Though the retailer reported a strong Q4 sales performance, it’s still undergoing a transformation that necessitates changes in its retail strategy.
The Abercrombie group reported a net sales increase of 15 percent for the fourth quarter, ended Jan. 28. Comp sales were up 9 percent during the period on Hollister’s strength.
The group, which operates the mall-based Abercrombie & Fitch, Abercrombie Kids and Hollister concepts, has been undergoing an overhaul, which began as it tried to find a new identity after shoppers began to shy away from the logo-heavy aesthetic its labels were known for. More recently, it has been working to adapt to today’s omnichannel demands.
Abercrombie had projected 60 store closures last year but ultimately only shuttered 39 doors, as sales improved and it was able to negotiate better leases. At the end of FY17, the company operated 394 Hollister locations in the U.S. and another 144 worldwide. It had 285 U.S.-based Abercrombie stores with 45 international locations.
“We have closed more than 400 stores since 2010, with about 60% of our U.S. leases expiring over the next two years,” said executive vice president and COO Joanne Crevoiserat. “We continue to have significant flexibility to strike the right channel balance and drive efficiency by re-modeling or resizing our stores, renegotiating leases or closing stores.”

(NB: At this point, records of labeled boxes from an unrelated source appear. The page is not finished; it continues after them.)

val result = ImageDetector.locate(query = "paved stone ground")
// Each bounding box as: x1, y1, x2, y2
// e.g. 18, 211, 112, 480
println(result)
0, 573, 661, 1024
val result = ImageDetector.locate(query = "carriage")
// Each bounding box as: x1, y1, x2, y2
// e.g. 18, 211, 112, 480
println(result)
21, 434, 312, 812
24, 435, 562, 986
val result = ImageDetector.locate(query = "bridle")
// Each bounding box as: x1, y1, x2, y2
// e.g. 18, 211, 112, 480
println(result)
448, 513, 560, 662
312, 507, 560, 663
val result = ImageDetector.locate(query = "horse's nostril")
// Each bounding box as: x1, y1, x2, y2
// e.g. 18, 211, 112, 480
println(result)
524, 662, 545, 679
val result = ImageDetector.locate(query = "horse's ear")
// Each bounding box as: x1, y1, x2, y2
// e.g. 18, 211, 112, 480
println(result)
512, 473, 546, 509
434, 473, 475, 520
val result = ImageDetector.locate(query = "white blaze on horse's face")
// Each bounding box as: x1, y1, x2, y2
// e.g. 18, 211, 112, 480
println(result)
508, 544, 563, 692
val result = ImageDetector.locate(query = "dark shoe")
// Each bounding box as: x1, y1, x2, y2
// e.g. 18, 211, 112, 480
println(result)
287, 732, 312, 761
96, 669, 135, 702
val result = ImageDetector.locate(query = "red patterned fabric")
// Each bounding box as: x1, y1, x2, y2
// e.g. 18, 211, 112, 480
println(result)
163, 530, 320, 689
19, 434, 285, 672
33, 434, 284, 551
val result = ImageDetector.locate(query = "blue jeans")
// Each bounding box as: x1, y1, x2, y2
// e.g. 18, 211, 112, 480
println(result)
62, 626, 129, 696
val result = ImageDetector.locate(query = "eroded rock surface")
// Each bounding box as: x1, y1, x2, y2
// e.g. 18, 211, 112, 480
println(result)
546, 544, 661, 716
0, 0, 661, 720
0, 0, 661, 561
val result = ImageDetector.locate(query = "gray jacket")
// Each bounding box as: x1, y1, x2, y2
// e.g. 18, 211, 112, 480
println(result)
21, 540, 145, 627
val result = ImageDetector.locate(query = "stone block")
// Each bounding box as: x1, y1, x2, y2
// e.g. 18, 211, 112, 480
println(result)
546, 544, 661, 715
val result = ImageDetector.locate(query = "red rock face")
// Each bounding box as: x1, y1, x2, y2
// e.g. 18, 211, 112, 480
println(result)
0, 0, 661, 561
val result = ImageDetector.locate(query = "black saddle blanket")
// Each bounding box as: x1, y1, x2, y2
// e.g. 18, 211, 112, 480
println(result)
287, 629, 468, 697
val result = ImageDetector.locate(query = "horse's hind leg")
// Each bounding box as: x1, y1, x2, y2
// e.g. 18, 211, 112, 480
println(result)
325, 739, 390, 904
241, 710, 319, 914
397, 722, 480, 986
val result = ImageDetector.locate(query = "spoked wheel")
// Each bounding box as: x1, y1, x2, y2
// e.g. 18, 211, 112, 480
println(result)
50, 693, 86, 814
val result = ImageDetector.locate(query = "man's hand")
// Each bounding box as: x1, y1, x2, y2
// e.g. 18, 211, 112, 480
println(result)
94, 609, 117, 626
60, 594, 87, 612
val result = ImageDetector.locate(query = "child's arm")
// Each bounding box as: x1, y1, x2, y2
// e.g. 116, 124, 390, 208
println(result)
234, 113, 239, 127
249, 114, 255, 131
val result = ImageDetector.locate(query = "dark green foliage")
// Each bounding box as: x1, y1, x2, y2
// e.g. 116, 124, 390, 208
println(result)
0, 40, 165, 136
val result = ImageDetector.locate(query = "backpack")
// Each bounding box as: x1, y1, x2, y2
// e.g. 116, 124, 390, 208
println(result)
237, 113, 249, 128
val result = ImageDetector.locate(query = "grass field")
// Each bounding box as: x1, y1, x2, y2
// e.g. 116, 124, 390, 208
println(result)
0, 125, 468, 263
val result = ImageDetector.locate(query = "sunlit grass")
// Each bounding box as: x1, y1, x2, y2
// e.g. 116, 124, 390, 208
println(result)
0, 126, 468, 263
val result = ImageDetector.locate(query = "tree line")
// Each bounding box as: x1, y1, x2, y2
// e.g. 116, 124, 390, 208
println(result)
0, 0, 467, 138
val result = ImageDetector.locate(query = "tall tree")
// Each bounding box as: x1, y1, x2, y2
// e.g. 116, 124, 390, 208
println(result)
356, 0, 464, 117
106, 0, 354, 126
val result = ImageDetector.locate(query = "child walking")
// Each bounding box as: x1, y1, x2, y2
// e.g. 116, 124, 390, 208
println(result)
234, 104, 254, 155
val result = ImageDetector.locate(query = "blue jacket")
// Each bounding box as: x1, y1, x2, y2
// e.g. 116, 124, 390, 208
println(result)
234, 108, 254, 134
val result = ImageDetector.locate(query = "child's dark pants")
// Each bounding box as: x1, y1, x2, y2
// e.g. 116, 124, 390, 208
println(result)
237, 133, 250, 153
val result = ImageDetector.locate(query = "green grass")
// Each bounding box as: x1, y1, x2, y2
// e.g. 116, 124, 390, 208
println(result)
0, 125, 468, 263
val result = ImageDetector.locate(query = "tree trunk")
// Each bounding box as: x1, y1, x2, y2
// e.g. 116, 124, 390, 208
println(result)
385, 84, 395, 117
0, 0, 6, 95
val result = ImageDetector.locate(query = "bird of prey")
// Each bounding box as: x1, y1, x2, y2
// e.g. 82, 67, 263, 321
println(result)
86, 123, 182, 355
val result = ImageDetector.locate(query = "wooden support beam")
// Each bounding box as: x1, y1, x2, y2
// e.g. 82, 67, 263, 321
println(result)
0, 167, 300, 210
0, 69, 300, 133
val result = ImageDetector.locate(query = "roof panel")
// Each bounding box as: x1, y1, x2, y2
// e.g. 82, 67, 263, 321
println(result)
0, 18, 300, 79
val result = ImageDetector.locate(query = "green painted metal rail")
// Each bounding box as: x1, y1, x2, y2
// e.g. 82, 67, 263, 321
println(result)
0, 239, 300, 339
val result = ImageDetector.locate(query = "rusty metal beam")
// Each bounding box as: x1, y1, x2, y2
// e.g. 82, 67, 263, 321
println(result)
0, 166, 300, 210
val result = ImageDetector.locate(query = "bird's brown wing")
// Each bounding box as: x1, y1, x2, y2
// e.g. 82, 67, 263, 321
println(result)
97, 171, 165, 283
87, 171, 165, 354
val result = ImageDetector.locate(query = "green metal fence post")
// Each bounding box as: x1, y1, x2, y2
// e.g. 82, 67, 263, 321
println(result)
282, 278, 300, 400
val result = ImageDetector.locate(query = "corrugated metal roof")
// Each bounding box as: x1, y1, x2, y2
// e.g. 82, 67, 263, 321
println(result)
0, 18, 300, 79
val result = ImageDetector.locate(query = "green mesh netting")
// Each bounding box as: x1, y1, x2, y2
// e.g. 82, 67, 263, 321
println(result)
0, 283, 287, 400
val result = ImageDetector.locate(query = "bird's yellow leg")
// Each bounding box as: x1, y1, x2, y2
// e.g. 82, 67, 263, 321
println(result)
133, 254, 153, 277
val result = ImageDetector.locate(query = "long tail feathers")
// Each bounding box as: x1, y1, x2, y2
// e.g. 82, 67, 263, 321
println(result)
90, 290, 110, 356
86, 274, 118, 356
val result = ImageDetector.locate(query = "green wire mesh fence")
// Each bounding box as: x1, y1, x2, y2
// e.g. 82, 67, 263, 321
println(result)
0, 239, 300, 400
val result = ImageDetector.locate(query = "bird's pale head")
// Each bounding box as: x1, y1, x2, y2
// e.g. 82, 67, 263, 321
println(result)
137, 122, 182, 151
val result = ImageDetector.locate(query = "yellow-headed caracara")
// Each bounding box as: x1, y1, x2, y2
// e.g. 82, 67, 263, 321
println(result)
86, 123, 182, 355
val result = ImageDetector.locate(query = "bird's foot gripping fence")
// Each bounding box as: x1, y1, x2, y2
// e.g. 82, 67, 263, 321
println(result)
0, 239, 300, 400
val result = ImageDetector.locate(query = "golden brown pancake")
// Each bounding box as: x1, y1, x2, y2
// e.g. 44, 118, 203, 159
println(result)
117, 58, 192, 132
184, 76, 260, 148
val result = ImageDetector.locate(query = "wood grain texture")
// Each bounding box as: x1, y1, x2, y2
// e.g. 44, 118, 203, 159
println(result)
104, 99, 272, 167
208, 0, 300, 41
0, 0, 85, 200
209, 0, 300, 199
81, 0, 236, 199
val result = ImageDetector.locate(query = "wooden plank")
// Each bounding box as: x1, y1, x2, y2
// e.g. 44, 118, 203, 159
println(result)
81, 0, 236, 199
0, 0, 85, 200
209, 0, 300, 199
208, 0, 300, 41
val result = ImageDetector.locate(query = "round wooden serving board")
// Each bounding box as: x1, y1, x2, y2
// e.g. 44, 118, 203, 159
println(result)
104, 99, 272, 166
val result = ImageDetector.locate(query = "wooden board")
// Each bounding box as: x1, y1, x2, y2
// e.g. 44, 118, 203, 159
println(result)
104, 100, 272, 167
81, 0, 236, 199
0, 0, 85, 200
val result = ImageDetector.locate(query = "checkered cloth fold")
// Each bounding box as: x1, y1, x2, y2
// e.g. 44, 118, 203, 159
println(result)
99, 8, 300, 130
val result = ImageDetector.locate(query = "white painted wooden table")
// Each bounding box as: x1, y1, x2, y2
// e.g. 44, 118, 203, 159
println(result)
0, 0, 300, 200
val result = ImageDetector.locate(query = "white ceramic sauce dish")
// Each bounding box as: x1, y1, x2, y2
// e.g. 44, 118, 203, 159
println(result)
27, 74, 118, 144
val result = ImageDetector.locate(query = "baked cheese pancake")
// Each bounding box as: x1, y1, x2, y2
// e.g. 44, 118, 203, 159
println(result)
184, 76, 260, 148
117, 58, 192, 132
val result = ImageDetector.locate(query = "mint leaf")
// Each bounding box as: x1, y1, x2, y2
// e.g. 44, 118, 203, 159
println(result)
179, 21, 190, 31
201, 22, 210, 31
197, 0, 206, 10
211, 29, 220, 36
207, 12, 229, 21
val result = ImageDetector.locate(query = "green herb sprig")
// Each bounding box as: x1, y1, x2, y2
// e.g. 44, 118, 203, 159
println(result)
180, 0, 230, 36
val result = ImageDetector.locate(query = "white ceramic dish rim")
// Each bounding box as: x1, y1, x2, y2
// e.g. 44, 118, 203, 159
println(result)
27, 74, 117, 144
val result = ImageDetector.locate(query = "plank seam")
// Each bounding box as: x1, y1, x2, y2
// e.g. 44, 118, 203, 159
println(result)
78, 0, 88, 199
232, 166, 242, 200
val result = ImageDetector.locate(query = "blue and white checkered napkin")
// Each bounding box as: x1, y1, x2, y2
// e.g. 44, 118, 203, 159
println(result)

The retailer remodeled 35 Hollister stores and completed seven Abercrombie prototype locations in 2017. Of those, 16 doors were downsized.
“Our experience has shown we can drive greater store productivity through an enhanced store experience on a smaller footprint,” Crevoiserat said.
Abercrombie will open 13 Hollister locations, four Abercrombie stores and four Abercrombie Kids doors in 2018. It will continue to pursue the smaller format approach with seven Abercrombie locations and three kids’ locations downsized. Similarly, 40 Hollister will be remodeled with six moving to the smaller size.